Awalnya, aku tak pernah tau bagaimana caranya kamu bisa sembunyikan semua perasaanmu dariku, sampai-sampai kau menutup rapih itu semua dan menjelaskannya di suatu hari. Ntahlah itu jelas benarnya atau hanya modus belaka. Yang jelas aku suka kamu bicara seperti itu. Kau tau? Aku memang suka padamu sejak lama, dan jelas lebih lama darimu. Tapi aku tak pernah bisa mau lepas dari ketakutan tentang masalalu ku sendiri. Ntah bagaimana kamu menganggapnya. Aku hanya takut menyakitimu. Perihal aku tak terlalu mempercayaimu, itu memang benar. Aku asyik dengan ketakutanku, sampai untuk mempercayaimu saja, aku belum bisa. Maafkan aku.
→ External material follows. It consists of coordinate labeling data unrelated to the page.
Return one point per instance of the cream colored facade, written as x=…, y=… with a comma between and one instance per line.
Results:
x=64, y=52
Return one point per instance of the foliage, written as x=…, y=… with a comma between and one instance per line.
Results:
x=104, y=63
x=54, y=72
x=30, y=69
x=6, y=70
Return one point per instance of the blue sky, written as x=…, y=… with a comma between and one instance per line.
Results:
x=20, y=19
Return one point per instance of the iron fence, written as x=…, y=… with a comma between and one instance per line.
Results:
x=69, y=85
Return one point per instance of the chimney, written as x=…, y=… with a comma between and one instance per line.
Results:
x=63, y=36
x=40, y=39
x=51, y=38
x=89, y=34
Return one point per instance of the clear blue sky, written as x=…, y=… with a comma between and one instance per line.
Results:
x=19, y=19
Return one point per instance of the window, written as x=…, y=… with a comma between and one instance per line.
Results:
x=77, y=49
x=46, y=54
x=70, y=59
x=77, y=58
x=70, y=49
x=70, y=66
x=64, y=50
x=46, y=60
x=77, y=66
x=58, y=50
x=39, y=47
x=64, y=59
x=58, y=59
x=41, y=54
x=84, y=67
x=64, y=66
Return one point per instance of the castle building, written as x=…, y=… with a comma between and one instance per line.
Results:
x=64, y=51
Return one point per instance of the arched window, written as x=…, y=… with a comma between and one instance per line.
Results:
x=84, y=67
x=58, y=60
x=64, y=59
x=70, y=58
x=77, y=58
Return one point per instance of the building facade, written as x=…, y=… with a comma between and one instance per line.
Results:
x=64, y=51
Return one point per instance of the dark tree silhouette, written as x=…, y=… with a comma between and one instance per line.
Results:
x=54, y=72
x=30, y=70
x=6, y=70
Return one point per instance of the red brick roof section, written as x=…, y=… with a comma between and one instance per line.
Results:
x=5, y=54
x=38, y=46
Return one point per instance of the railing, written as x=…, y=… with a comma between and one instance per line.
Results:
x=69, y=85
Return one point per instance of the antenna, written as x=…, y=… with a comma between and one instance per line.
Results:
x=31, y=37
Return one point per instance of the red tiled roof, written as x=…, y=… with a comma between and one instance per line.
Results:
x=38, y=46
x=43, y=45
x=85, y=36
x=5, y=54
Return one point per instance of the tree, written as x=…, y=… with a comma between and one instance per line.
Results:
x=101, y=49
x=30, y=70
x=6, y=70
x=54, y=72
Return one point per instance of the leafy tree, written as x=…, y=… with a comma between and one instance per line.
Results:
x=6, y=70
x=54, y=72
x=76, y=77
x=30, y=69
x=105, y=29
Kurasa, ini bukan awal yang baik. Melihatmu yang benar-benar baru putus dari mantanmu, dan melihatku yang selalu asyik dengan ketakutanku, membuatku makin khawatir. Khawatir, jikalau ini adalah sebuah pelampiasan dari diri masing-masing.
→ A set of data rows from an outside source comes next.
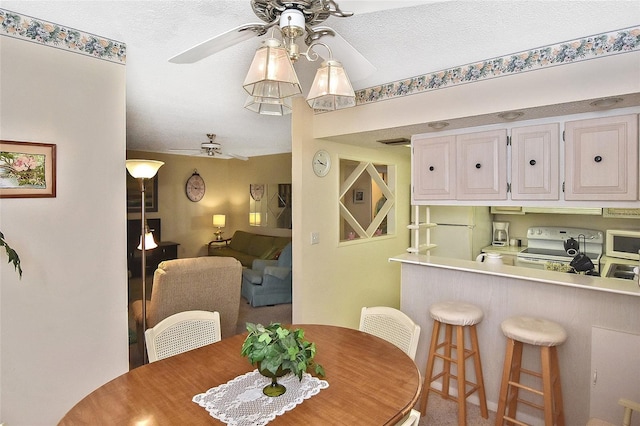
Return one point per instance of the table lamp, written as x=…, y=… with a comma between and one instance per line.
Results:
x=254, y=219
x=219, y=220
x=141, y=170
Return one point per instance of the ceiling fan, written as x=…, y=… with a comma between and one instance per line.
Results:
x=211, y=149
x=296, y=18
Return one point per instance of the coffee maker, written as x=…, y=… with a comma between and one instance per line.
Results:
x=500, y=234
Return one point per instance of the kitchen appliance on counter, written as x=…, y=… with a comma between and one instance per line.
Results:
x=500, y=234
x=562, y=249
x=461, y=231
x=622, y=254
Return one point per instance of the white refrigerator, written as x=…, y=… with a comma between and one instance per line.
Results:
x=462, y=231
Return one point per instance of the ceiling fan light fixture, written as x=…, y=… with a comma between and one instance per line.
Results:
x=271, y=74
x=331, y=88
x=269, y=106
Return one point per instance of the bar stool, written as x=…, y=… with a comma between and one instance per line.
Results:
x=546, y=335
x=461, y=316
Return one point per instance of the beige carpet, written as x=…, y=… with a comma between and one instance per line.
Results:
x=440, y=412
x=443, y=412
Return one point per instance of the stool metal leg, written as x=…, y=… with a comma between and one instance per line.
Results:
x=426, y=387
x=478, y=370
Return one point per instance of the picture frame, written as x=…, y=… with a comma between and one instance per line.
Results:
x=27, y=169
x=134, y=196
x=358, y=196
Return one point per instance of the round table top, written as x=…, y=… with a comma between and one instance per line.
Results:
x=370, y=381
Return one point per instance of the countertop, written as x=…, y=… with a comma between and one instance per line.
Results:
x=610, y=285
x=510, y=250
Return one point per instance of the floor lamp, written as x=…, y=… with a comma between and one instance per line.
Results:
x=141, y=170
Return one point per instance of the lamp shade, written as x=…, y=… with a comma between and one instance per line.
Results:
x=271, y=74
x=219, y=220
x=331, y=88
x=268, y=106
x=143, y=169
x=254, y=219
x=149, y=241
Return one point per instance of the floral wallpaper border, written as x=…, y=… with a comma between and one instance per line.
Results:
x=612, y=43
x=38, y=31
x=591, y=47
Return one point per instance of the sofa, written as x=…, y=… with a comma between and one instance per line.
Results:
x=268, y=282
x=247, y=247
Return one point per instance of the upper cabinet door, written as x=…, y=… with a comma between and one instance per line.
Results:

Kau tau, aku selalu bicara denganmu tentang ketakutanku, dan kamu selalu membantuku melewatinya. Ya, memang kamu awal dari semua pemberhentian kegalauanku, memang kamu yang ada disini saat aku mulai merasa hal itu lagi, memang kamu yang membuat semuanya berubah. Kamu.... kenapa harus kamu?
Kau tau, aku berharap ini hanya mimpi. Semua ketakutanku, semua prasangka burukku tentang kita, dan aku berharap, esok adalah hari baik untuk kita. Hari baik agar kita tetap menjadi kita.